Toplantının açılış konuşmasında dünyadaki ve Türkiye’deki siyasal gelişmeler ele alındı. Bu gelişmelerin, bahar dönemininde gençliği devrim mücadelesine kazanma bakış açısıyla başlatılan “Geleceğine sahip çık!” kampanyası çerçevesinde gençlik hareketi açısından etkileri değerlendirildi.

Kapitalizmin krizinin bir sonucu olan sosyal yıkım saldırılarının üniversite gençliğine yansımaları üzerinde ayrıntılı biçimde durularak, öğrenci gençliğe özel bir tarzda vuran GSS saldırısı ile ilgili bir imza kampanyası başlatma ve kampanyayı seminer-panel gibi araçlarla zenginleştirme kararı alındı.

Toplantıda, kampanya dönemini bir örgütlenme seferberliği olarak algılamanın önemine de vurgu yapıldı.

Önerilerle zenginleştirilen toplantı bahar dönemini kazanma çağrısıyla sonlandırıldı.


ODTÜ’de “Geleceğine sahip çık!” çağrısı

ODTÜ’de hayata geçecek “Geleceğine sahip çık!” kampanyasının çalışmaları 22 Şubat’ta başladı. Kampanya çalışmaları çerçevesinde stand açan Ekim Gençliği okurları “Geleceğine sahip çık!/Ekim Gençliği” afişlerini de kullanmaya başladı. Stantta GSS’nin geri çekilmesi için de imza toplandı.

Ekim Gençliği’nin ve Kızıl Bayrak’ın son sayılarının öğrencilere ulaştırıldığı faaliyette Fizik Bölümü önünde stant açılırken, hazırlık önünde elden dergi satışı gerçekleştirildi.

Bunların yanı sıra, BDSP’nin 26 Şubat’ta gerçekleştireceği 8 Mart etkinliğinin afişleri de okulda yaygın bir şekilde kullanıldı. Yine BDSP’nin merkezi olarak çıkarttığı 8 Mart bildirileri öğrencilere ulaştırıldı.



YTÜ’de kampanya toplantısı

İstanbul Yıldız Teknik Üniversitesi’nde hazırlık okulunun hafta başında açılmasının ardından 16 Şubat günü kampanya süreci üzerine okur toplantısı düzenlendi.

Toplantı kapsamında öncelikle kampanyanın deklarasyonunun yapıldığı “Gençliğe devrimci baharı kazanma çağrısı… Geleceğine sahip çık!” başlıklı yazı okundu.
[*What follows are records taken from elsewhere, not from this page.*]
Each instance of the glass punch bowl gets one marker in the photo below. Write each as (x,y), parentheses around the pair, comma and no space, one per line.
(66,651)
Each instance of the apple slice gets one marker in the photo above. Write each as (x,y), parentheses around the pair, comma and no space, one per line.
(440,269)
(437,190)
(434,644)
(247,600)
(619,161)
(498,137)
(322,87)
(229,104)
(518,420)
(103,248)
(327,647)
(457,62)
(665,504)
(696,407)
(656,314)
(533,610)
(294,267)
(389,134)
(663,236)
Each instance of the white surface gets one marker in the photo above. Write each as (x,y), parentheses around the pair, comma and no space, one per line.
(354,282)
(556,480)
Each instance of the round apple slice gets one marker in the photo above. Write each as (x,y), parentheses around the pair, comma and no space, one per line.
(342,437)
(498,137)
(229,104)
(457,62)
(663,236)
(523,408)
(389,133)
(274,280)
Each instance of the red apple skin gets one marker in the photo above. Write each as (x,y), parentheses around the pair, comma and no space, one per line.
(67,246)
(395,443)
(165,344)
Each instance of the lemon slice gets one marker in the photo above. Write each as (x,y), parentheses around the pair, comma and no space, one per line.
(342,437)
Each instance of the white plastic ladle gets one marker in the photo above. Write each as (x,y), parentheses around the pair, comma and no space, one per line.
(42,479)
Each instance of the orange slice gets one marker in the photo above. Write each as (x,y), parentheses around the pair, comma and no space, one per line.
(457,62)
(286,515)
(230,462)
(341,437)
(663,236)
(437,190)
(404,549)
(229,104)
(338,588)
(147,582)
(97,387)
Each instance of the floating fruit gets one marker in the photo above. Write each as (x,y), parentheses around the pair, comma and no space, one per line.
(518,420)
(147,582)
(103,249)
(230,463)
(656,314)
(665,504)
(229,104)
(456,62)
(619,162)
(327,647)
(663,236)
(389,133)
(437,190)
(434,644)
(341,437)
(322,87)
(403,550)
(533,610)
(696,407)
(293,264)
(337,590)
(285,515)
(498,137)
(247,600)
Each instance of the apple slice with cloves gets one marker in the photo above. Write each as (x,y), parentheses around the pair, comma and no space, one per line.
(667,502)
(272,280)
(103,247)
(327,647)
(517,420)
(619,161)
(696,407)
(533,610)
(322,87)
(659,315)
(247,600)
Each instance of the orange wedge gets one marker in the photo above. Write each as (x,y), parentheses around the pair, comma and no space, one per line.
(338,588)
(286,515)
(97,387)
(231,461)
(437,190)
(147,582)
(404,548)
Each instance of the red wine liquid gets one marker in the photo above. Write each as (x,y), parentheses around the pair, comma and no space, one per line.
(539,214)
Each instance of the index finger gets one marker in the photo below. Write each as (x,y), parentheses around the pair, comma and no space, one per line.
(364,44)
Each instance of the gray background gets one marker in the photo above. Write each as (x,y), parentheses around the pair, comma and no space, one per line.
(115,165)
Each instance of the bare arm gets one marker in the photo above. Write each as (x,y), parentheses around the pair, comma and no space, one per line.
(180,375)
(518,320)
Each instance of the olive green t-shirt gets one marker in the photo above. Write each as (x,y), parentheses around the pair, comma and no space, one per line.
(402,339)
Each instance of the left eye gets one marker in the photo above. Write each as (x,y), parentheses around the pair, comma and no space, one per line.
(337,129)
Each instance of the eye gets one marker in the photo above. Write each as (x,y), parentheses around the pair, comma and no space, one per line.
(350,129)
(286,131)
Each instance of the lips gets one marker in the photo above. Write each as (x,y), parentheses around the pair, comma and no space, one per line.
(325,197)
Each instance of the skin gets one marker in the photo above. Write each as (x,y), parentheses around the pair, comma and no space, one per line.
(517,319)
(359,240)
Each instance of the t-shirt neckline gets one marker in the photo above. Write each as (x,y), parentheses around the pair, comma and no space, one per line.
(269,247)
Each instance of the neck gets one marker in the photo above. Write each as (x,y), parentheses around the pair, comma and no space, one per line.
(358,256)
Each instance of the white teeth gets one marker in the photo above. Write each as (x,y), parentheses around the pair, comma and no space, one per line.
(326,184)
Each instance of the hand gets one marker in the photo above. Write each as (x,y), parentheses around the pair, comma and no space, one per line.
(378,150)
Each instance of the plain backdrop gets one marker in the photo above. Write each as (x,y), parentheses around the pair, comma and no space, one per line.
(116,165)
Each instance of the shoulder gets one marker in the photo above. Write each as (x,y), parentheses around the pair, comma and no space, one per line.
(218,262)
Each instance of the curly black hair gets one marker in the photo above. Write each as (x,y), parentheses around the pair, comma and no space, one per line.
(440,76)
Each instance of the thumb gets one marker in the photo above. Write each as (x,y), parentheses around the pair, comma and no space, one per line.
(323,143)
Ardından kampanya ihtiyacının nereden doğduğu ve hangi ihtiyaçları karşılayabileceği üzerine ayrıntılı tartışmalar yapıldı. Bahar dönemini kampanya süreci ile bütünlüklü bir şekilde işlemenin anlamı üzerinde duruldu. Bu tartışmalar kapsamında hazırlık fakültesinde kampanya kapsamında çalışma yürütmenin olanakları ve öne çıkarılacak gündemler tartışıldı.

Yapılan tartışmalar sonucunda hızlı bir şekilde 8 Mart çalışmalarına başlanması kararlaştırıldı. İlk hedef olarak da 8 Mart’ın anlam ve önemi ile ilgili teorik tartışmaların tüketilmesi belirlendi. Ayrıca hazırlık fakültesinde kampanya kapsamında gündemleştirilebilecek başlıklar olarak GSS ve kantin sorunu belirlendi. GSS’nin genel kapsamı ve öğrencilere yönelik uygulamaları üzerine kapsamlı bir araştırma yapılması kararlaştırıldı.